878 Babi Ternak di Palembang Mati Mendadak, Diduga Terjangkit Demam Babi Afrika

Antara ยท Sabtu, 04 Juli 2020 - 11:38 WIB
878 Babi Ternak di Palembang Mati Mendadak, Diduga Terjangkit Demam Babi Afrika
Ilustrasi bangkai babi (ANTARA FOTO/Irsan Mulyadi)

PALEMBANG, iNews.id - Sebanyak 878 ekor babi ternak di kawasan Talang Buruk, Kecamatan Alang-Alang Lebar, Palembang, Sumatera Selatan (Sumsel) mati mendadak. Diduga babi itu mati karena penyakit demam babi afrika atau Africa Swine Faver (ASF).

Kepala Seksi Kesehatan Hewan Dinas Pertanian dan Ketahanan Pangan Kota Palembang, drh Jafrizal mengatakan, pihaknya telah mengirimkan sampel swab ke Balai Veteriner Lampung untuk diuji sembari menyelidiki dugaan 878 ekor babi tersebut masuk secara ilegal.

"Sampelnya sudah dikirim, mungkin pekan depan hasilnya sudah keluar, di Palembang kasus kematian mendadak babi dalam jumlah banyak seperti ini baru pertama kali ini terjadi," kata Jafrizal, Sabtu (4/7/2020).

Jafrizal menambahkan, dugaan penyakit Demam Babi Afrika berdasarkan tanda fisik tubuh babi saat mati. Dari keterangan peternak, ada pendarahan pada bagian telinga, bawah kulit dan kaki.

"Semula beberapa ekor babi mati pada Maret 2020, namun peternak menganggapnya hal biasa, pada akhir Mei ratusan babi mati mendadak dengan gejala serupa sehingga peternak menginformasikan hal ini," kata dia.

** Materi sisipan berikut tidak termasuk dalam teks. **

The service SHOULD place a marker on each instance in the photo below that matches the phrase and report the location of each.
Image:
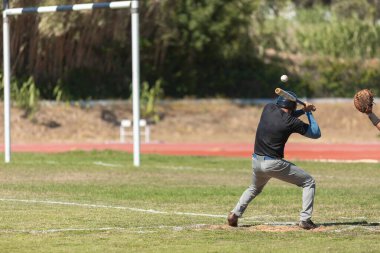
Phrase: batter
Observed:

Lebih lanjut Jafrizal mengatakan, ratusan bangkai babi tersebut langsung dikuburkan oleh peternak agar tidak meluas, sehingga petugas tidak sempat mengambil sampel langsung dari babi.

"Namun sampel swab kandang seperti air minum babi dan kotorannya masih dapat diambil untuk diuji," kata dia.

Jafrizal melanjutkan, probabilitas kematian babi yang disebabkan demam babi afrika memang terbilang tinggi, namun tidak sampai menular ke manusia seperti flu babi (H1N1) dan masyarakat tidak perlu khawatir.

Selain mengirimkan sampel, kata dia, pihaknya juga menyelidiki asal datangnya babi. Pasalnya, peternak mengambil dari pengepul dan pengepul tersebut belum bisa digali keterangannya sehingga diduga masuk secara ilegal.

"Kami tanyakan babi-babi itu ada surat izinnya atau tidak, karena kalau ada suratnya pasti Dinas Peternakan Sumsel mengizinkan dan harus lewat rekomendasi kami. Tapi selama ini kami tidak pernah terima rekomendasi untuk masuknya babi itu," kata pria yang menjabat sebagai Ketua Persatuan Dokter Hewan Indonesia Sumsel.

Dia menduga, babi yang mati mendadak itu berasal dari Medan atau lampung, sebab dua wilayah tersebut sudah ada temuan kematian babi akibat ASF yang lebih besar jumlahnya.